Patricia Snyder - David Lawrence Jr. Endowed Chair in Early Childhood Studies
When Patricia Snyder was a child, kindergarten in public schools was not widely available, and preschool was a luxury beyond her Pittsburgh steel-working family’s modest means. But she was fortunate: She had nurturing parents who provided early experiences and opportunities that fostered a love for learning.
“I wasn’t born into a family with great financial wealth, but I was born into a family with a wealth of love and one that valued education and provided early learning experiences,” she recalls.
In her work, Snyder advances the science and develops the tools to give every child those types of early experiences, whether it’s at school — through quality early-childhood education — or at home, through parent skill-building and family support.
“As a civil and moral society, we have a responsibility to ensure that those services and supports are available for all children and families who need them,” she says.
Her goal is to ensure that early childhood services and supports are both available and informed by the latest research. She has found a staunch ally in David Lawrence Jr., the early-education visionary leader and advocate for whom her endowed chair is named. Meeting Lawrence and understanding his vision for the chair was a big part of her decision to accept the position at Florida, Snyder says. Their partnership helps move science into practices and policies to benefit children in Florida and nationwide, and their friendship provides solace when the challenges seem daunting.
“It’s really important to know that he’s an email or a phone call away,” she says. “It’s made me a better scientist and a better professor by having the opportunity to really see further about the collective impacts of the work that we’re doing.”
When a passionate advocate and a leading professor unite to advance a cause, it’s a powerful combination.
David Lawrence Jr.
Visiting a community center in an underprivileged part of Florida, David Lawrence Jr. held up the children’s book he was reading and showed a drawing of a rabbit to his audience of preschoolers. Not one child knew what it was.
“Two of them said ‘cow,’” Lawrence recalls. “What a tragedy.”
Knowing a rabbit from a cow might not seem critical at age 3, but it highlights the learning disparities that can take root long before a child starts school.
When Lawrence, the former publisher of The Miami Herald, decided to devote his energies to public service full time, early childhood education emerged as an area of pressing need — and vast potential to change lives.

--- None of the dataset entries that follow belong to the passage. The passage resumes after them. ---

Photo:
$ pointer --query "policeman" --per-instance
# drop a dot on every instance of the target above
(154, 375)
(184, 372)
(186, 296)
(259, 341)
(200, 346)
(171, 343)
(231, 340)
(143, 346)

“I simply came to believe that the whole future of the United States depended on getting folks more educated,” he says. “I came to understand fully that if you could ever get the early years right, you’d probably have children and then adults with momentum all their lives.”
When a child succeeds in school, the benefits extend far beyond that family. From safer communities to a better workforce, early childhood education can touch each of our lives, Lawrence says.
“The very future of Florida — and America — depends on children being ready to succeed in school and in life.”